The three most significant bills for current workers were shuttled to the Senate Finance Committee, Guillory said, so changes could be made there before they are taken up on the Senate floor.

Guillory is floating changes that would delay the start date of all the measures until July 1, 2013, and would make the delayed retirement age applicable only to workers with fewer than 20 years of state employment.

Jindal spokesman Kyle Plotkin said the governor supports Guillory's proposed adjustments.

Opponents say the changes won't wipe away the constitutional problems and expect court challenges if they pass.

"It's clear that he's trying to moderate the harshness of the bills, and I certainly appreciate that. At the same time, he's not able to moderate the constitutional impediments," said Cindy Rougeou, executive director of the Louisiana State Employees Retirement System.

Jindal says adjustments to the state's retirement offerings are needed to limit the growing costs of pension programs that are $18 billion short of the funding they'll need to pay for all the benefits promised.

Lawyers for the retirement systems and a legal analysis done for the Legislature said the changes would violate provisions in the Louisiana Constitution that protect pension benefits for state employees.

Rougeou also questioned whether the bills — if changed as proposed — would save much money.

"It seems like they're trying to make it closer and closer to the existing structure, so I wonder if there's really much savings," she said. "So, I'm not sure what would be accomplished."

Under amendments proposed by Guillory and sent out in an email, the amount state workers would pay toward their retirement would grow from 8 percent of their salary to 10 percent over four years from 2013 until 2016.

Another bill that would require employees to work longer to get their full retirement benefits, depending on how many years they've been in the system and their current age, would be tweaked so that employees with 15 to fewer than 20 years working for the state could retire at 55, employees with 10 to fewer than 15 years on the job at age 57, employees with 5 to fewer than 10 years in state employment at age 60 and those with fewer than five years at age 65.

New hires would have to wait until the age of 67 to retire with full pension benefits.
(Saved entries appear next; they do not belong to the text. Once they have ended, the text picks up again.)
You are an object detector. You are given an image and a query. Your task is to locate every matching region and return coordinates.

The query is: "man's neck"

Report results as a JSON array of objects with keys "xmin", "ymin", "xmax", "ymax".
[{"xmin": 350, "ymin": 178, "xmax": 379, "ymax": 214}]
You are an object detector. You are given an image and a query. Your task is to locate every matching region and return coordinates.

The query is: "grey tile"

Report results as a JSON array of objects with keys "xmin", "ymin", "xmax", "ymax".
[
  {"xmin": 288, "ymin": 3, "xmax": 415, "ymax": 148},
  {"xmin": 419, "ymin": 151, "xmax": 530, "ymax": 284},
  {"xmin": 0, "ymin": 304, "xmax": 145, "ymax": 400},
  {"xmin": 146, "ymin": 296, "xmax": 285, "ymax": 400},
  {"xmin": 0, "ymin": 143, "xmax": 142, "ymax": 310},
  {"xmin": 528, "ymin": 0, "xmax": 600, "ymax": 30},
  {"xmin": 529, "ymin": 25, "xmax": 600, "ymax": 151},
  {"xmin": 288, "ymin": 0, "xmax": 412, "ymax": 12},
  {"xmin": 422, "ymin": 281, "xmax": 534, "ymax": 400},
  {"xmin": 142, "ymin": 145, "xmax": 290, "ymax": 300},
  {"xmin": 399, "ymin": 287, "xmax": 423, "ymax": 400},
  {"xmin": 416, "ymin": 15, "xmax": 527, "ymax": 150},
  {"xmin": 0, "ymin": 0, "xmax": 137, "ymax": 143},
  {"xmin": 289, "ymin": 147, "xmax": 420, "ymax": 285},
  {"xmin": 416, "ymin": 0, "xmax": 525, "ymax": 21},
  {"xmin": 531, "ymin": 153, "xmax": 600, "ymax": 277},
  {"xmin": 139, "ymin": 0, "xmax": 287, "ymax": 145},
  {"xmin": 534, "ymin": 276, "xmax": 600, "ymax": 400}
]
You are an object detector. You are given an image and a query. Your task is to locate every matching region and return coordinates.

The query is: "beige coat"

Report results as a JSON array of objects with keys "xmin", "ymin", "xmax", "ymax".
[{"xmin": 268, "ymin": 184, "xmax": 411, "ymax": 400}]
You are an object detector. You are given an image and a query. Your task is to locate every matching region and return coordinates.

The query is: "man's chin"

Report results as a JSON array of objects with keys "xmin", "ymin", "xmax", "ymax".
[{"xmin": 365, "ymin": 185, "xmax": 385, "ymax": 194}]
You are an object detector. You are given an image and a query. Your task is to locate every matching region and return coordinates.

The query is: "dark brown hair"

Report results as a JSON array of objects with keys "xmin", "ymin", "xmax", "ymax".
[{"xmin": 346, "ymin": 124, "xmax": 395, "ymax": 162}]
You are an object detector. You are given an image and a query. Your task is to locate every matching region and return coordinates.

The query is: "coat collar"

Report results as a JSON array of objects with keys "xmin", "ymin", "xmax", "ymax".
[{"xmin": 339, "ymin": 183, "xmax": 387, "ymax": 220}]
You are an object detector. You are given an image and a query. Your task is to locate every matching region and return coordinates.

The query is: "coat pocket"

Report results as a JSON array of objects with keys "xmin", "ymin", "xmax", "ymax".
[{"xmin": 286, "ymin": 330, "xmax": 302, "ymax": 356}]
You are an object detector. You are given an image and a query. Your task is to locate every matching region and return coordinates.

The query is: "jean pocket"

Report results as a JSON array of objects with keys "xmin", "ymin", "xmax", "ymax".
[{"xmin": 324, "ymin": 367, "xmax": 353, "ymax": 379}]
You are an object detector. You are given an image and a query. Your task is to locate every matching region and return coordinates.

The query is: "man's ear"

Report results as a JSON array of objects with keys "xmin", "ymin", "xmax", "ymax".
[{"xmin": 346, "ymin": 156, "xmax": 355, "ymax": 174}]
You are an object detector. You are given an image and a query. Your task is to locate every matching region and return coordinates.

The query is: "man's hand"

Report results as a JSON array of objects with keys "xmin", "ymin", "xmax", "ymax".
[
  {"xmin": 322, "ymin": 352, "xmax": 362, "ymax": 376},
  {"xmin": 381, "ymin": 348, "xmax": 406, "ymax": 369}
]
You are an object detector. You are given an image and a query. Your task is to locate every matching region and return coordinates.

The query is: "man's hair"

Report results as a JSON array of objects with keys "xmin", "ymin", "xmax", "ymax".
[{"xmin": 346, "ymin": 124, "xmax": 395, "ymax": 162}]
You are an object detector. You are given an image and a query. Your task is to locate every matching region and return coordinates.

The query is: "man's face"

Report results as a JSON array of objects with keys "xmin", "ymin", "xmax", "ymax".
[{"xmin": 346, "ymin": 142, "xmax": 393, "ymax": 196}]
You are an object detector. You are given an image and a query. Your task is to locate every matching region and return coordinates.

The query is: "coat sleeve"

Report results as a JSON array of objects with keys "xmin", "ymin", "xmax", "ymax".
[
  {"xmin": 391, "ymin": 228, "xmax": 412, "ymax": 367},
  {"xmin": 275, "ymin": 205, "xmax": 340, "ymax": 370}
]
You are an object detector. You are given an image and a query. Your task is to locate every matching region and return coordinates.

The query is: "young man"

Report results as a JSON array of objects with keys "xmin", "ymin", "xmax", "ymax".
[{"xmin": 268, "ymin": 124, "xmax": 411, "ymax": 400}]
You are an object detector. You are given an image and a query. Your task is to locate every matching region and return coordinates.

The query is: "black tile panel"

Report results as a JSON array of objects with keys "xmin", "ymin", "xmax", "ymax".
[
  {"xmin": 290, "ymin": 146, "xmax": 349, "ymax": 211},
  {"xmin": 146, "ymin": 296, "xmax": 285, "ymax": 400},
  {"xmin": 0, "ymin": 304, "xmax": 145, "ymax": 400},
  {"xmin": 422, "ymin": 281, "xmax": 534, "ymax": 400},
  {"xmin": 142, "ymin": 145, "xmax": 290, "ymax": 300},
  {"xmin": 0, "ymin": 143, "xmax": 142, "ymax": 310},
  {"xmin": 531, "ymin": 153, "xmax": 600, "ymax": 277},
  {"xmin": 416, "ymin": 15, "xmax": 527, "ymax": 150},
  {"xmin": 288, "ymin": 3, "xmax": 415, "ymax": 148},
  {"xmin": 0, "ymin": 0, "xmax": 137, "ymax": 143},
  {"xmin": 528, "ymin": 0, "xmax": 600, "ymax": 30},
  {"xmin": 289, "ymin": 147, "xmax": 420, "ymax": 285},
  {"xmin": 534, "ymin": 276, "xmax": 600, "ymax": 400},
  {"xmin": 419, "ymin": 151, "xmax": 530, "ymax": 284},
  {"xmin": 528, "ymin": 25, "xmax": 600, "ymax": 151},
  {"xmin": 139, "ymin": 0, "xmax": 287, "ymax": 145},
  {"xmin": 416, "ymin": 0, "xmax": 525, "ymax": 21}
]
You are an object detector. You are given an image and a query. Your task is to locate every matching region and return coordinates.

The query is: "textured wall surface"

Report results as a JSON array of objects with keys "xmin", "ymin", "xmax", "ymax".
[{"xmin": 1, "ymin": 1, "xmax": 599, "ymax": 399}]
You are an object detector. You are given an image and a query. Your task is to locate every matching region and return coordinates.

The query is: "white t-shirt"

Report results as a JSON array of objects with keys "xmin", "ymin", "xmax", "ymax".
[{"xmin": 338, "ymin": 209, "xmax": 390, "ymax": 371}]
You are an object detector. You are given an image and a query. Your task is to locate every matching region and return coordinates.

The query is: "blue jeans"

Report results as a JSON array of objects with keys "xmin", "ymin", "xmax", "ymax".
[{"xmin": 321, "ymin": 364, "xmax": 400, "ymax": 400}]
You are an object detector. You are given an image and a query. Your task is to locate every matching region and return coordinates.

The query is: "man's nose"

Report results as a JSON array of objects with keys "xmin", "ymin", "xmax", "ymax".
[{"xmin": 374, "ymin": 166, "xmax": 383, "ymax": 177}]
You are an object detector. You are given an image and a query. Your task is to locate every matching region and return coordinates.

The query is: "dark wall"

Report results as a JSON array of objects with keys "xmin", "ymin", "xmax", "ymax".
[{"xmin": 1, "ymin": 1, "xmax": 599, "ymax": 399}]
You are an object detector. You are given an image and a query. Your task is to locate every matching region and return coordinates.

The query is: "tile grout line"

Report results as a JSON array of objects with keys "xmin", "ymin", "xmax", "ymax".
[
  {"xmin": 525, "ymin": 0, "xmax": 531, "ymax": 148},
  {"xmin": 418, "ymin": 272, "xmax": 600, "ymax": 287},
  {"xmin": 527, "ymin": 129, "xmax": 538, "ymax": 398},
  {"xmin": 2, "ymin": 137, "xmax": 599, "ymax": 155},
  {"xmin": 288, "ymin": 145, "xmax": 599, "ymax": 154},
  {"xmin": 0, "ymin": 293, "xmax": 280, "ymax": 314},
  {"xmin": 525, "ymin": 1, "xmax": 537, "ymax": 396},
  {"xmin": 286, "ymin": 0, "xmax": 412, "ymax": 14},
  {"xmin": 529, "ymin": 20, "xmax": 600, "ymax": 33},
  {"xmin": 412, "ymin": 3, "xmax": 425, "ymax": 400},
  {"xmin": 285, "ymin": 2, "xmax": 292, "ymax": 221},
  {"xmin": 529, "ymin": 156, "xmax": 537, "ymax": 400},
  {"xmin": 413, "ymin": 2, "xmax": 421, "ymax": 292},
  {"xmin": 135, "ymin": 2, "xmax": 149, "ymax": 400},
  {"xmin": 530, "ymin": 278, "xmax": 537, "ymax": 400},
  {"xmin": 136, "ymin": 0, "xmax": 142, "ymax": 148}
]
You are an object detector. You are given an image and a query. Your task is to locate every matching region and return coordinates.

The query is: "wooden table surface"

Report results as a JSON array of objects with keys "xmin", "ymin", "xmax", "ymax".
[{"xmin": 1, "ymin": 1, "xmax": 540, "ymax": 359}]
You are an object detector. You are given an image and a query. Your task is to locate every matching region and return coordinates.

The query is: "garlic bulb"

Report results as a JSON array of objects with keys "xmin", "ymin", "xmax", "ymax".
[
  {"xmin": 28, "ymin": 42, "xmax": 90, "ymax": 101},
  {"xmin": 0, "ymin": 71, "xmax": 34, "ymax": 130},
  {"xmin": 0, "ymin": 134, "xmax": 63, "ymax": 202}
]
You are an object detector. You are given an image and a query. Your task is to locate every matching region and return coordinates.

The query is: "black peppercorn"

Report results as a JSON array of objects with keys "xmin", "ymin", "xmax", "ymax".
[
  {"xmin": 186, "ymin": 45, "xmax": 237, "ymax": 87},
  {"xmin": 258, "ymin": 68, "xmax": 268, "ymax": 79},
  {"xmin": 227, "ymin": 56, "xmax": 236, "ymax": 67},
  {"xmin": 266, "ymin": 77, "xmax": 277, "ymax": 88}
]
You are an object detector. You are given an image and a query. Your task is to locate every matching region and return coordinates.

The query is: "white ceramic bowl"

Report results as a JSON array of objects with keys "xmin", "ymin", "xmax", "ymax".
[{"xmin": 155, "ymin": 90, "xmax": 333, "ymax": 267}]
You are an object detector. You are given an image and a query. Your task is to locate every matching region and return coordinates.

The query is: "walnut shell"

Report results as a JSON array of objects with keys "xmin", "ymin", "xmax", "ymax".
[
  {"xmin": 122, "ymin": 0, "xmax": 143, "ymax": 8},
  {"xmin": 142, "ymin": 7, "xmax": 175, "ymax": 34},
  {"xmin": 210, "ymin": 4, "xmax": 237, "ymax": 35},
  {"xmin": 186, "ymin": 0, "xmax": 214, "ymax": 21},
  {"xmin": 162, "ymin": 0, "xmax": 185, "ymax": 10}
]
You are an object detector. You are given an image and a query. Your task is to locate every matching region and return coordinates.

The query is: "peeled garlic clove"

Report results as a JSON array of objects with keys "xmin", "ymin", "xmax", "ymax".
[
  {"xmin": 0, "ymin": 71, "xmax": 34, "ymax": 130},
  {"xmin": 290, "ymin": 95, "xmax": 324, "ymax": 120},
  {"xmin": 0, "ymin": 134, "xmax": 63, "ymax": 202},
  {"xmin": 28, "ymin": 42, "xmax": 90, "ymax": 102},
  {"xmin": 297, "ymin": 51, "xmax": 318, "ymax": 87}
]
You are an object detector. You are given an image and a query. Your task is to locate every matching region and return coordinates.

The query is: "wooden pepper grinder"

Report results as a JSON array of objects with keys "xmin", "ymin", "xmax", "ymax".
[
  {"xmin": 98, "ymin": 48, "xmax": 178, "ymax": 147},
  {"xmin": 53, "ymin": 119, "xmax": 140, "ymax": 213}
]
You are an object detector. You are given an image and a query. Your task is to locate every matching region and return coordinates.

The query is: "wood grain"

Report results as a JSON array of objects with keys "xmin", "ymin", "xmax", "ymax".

Anyone with 30 years of state employment could still retire when hitting that mark under existing provisions, according to changes suggested by Guillory.

A third measure that would calculate the monthly retirement payment on an employee's top five years of salary instead of three years would be phased in so that the full change would apply to people who retire on or after July 1, 2015, under the proposed amendments.

"With this present plan that we have, I think that state workers will really like these bills," Guillory said.

As many as 50,000 rank-and-file state workers and public college employees could be affected by the pension bills, depending on how the measures take shape.

The governor's proposals center only on certain state employees. They don't include elementary and secondary school system employees or state police, prison guards and anyone else deemed in hazardous duty.

Jindal also is pushing to create a cheaper investment account similar to a 401(k) plan for state employees hired after July 1, 2013, instead of a monthly retirement payment based on their salaries and years of employment. That proposal won narrow passage from the House this week and heads to the Senate for debate.